Logo Inilah Round Logo Inilah Letter

Find and Follow Us

Minggu, 28 Mei 2017 | 11:45 WIB

KBUMN: Holding BUMN tak Sekedar Melebur Perusahaan

Oleh : Uji sukma medianti | Jumat, 28 April 2017 | 03:29 WIB
KBUMN: Holding BUMN tak Sekedar Melebur Perusahaan
Edwin Hidayat Abdullah, Deputi Bidang Usaha Energi, Logistik, Kawasan dan Pariwisata Kementerian BUMN - (Foto: Istimewa)
facebook twitter

INILAHCOM, Jakarta - Kementerian Badan Usaha Milik Negara (BUMN) menjamin pembentukan holding BUMN minyak dan gas bumi (migas) bukan sekedar meleburkan PT Pertamina dengan PT PGN (Perusahaan Gas Negara).

Edwin Hidayat Abdullah, Deputi Bidang Usaha Energi, Logistik, Kawasan dan Pariwisata Kementerian BUMN menerangkan, secara awam, orang memang melihat Pertamina dan PGN adalah dua rumah.

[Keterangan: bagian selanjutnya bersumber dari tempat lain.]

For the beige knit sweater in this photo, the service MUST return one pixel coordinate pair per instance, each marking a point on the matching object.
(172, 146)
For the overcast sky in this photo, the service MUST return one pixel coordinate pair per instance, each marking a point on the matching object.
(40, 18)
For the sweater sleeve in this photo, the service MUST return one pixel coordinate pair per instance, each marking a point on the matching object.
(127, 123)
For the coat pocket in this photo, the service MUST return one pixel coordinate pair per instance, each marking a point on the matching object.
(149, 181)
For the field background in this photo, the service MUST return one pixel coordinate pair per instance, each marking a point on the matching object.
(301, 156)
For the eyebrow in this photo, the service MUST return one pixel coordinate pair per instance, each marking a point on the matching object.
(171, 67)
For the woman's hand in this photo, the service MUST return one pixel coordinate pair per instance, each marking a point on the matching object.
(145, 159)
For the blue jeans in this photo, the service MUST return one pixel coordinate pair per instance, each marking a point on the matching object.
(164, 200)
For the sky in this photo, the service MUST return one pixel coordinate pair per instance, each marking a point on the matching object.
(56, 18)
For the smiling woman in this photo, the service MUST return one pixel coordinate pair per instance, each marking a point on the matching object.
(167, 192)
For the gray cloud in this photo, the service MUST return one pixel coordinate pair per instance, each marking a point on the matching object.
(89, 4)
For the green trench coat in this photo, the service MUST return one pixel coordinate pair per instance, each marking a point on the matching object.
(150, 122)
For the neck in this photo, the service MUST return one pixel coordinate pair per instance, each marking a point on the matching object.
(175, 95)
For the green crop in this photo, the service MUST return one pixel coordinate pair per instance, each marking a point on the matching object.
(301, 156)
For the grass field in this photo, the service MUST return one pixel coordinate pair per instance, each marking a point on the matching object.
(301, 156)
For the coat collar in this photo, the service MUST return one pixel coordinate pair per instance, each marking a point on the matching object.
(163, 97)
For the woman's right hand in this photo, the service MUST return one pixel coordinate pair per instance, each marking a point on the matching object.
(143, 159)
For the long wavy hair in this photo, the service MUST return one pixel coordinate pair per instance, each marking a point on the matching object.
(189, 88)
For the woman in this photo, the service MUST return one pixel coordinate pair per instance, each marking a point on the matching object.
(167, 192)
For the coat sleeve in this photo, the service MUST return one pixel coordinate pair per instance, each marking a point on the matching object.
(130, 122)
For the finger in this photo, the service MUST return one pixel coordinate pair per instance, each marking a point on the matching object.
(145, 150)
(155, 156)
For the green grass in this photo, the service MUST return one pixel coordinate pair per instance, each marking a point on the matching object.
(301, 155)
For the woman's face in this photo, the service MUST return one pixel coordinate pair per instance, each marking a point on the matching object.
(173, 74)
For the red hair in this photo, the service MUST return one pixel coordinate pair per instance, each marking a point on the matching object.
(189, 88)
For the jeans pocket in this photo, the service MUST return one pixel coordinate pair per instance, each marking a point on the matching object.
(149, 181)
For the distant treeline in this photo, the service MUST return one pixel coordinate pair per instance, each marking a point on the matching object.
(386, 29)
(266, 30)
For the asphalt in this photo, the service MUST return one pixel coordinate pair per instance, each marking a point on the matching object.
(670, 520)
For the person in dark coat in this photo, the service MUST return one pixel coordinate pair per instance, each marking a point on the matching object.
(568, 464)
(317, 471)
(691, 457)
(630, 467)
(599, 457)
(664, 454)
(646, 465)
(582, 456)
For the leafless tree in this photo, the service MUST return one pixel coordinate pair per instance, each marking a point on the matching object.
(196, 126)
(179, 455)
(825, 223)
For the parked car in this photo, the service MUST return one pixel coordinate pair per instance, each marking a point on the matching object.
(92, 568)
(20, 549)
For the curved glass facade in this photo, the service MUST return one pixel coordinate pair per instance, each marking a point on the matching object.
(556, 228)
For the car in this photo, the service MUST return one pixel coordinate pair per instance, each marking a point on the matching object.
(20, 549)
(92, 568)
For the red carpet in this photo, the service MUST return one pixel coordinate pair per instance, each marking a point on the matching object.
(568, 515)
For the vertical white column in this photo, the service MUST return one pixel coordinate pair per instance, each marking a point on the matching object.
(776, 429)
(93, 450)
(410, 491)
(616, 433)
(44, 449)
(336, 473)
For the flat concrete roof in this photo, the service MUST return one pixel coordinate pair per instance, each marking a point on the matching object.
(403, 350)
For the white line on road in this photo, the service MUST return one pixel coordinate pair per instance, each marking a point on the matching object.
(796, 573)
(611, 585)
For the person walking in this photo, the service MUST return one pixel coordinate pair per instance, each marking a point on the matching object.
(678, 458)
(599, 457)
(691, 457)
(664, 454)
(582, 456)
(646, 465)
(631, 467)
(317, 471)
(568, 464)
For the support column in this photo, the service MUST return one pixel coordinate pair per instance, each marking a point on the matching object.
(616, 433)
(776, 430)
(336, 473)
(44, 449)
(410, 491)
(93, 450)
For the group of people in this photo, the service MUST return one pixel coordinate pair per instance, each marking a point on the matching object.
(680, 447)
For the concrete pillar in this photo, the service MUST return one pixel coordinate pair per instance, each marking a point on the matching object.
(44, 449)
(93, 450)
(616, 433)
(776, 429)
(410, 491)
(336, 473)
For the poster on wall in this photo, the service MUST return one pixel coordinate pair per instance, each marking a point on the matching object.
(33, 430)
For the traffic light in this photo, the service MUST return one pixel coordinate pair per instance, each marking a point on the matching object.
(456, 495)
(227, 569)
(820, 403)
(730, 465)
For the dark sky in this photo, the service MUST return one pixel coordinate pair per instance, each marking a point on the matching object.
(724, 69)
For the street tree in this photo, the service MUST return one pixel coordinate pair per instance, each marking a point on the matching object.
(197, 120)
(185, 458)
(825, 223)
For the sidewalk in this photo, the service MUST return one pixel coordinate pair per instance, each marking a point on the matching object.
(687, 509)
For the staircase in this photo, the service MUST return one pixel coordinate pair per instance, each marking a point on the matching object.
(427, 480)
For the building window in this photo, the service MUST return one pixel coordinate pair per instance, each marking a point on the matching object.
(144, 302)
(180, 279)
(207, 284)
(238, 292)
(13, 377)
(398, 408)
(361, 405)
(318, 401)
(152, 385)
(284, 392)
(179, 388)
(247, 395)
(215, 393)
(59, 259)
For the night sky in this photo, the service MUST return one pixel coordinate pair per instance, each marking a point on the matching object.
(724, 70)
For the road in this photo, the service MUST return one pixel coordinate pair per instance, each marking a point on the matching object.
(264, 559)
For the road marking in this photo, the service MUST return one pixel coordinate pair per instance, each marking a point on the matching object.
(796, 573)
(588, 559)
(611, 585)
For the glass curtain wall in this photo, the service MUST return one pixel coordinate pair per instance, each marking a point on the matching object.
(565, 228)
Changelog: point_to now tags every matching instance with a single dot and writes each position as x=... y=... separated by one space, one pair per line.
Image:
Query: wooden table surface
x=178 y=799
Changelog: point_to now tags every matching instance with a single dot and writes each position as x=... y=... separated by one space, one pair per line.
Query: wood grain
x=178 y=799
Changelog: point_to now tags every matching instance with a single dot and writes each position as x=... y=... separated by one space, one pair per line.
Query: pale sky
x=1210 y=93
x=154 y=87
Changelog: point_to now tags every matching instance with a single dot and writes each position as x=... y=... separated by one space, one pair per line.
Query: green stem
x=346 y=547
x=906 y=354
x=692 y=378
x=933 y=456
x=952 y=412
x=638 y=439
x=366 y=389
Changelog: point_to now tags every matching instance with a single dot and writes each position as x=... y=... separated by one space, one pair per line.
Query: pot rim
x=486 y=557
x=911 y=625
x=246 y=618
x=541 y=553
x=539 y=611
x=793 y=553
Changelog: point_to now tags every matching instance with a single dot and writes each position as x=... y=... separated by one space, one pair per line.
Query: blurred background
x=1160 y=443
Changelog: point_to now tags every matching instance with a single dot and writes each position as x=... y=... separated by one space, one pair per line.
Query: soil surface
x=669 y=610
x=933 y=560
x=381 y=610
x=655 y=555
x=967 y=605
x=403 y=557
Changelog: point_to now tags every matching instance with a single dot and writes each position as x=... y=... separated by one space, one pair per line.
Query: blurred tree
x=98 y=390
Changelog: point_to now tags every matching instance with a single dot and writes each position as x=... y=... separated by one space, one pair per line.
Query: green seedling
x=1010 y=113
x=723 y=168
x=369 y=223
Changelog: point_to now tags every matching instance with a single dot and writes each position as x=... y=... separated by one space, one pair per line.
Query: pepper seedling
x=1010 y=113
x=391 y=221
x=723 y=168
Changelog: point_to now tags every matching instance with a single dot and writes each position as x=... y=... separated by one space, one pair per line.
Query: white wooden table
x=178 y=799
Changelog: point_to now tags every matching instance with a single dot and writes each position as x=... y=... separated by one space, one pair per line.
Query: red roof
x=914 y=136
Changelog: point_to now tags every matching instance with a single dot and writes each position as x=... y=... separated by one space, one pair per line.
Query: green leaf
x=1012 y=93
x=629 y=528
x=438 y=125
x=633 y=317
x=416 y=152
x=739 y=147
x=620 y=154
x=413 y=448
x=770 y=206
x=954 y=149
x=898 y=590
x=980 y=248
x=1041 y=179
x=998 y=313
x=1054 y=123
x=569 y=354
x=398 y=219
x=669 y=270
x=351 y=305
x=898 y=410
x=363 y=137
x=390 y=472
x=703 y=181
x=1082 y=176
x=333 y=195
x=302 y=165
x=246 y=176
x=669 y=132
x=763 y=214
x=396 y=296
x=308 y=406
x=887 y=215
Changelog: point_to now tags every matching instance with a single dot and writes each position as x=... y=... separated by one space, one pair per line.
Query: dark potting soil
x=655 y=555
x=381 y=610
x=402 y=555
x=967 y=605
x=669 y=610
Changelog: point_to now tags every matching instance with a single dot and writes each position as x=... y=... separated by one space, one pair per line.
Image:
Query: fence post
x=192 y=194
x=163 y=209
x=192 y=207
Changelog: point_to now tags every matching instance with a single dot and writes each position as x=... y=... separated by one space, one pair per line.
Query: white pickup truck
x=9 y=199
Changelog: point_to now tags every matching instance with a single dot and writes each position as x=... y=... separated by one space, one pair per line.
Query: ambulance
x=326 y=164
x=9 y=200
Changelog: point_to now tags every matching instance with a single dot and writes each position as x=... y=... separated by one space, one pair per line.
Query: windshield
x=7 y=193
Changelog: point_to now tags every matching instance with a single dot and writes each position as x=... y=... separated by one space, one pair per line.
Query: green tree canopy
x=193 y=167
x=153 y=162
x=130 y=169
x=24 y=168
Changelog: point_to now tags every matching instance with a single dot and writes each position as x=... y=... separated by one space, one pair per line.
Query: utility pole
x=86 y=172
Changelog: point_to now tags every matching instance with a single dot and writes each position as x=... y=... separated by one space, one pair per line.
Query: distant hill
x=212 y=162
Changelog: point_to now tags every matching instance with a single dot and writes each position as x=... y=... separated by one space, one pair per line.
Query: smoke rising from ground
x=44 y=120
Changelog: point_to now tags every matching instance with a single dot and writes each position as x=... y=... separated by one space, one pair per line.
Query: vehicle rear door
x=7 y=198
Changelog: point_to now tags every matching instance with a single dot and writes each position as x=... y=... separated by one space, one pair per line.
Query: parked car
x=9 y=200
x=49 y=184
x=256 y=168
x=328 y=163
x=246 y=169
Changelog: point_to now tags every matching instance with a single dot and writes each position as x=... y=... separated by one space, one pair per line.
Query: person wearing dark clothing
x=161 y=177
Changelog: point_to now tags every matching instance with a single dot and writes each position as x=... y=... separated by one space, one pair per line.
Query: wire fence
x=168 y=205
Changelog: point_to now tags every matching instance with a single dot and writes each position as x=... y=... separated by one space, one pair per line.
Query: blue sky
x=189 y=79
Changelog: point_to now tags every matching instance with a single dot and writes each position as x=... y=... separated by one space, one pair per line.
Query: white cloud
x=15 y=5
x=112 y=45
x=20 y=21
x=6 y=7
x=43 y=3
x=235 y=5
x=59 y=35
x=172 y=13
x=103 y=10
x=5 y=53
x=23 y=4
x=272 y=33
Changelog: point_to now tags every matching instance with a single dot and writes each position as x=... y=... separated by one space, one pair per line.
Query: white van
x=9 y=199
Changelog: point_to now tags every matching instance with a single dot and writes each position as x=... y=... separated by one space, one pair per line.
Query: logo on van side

Akan tetapi, kata Edwin, keduanya adalah milik pemerintah. "Memang orang melihat PGN dan Pertamina rumah masing-masing. Tapi kita melihat dua-duanya milik negara,"tutur dia di Kementerian BUMN, Jakarta, Kamis (27/4/2017).

edwin menegaskan, PGN dan Pertamina sama-sama dimiliki oleh negara. Menurutnya, dalam hal ini, sesuai dengan perintah Presiden Joko Widodo, holding BUMN tidak hanya sekedar penggabungan dua perusahaan saja.

"(Holding migas) bicara size and skill. Selama skala operasi kita membesar, penetrasi pasar lebih dalam, (holding) bisa membawa manfaat bagi masyarakat dan juga secara korporasi,"tuturnya.

Untuk itu, Edwin menambahkan, holding BUMN memegang amanat dari Presiden Jokowi, di mana aspek dilakukan secara terperinci dan tidak melanggar berbagai aturan.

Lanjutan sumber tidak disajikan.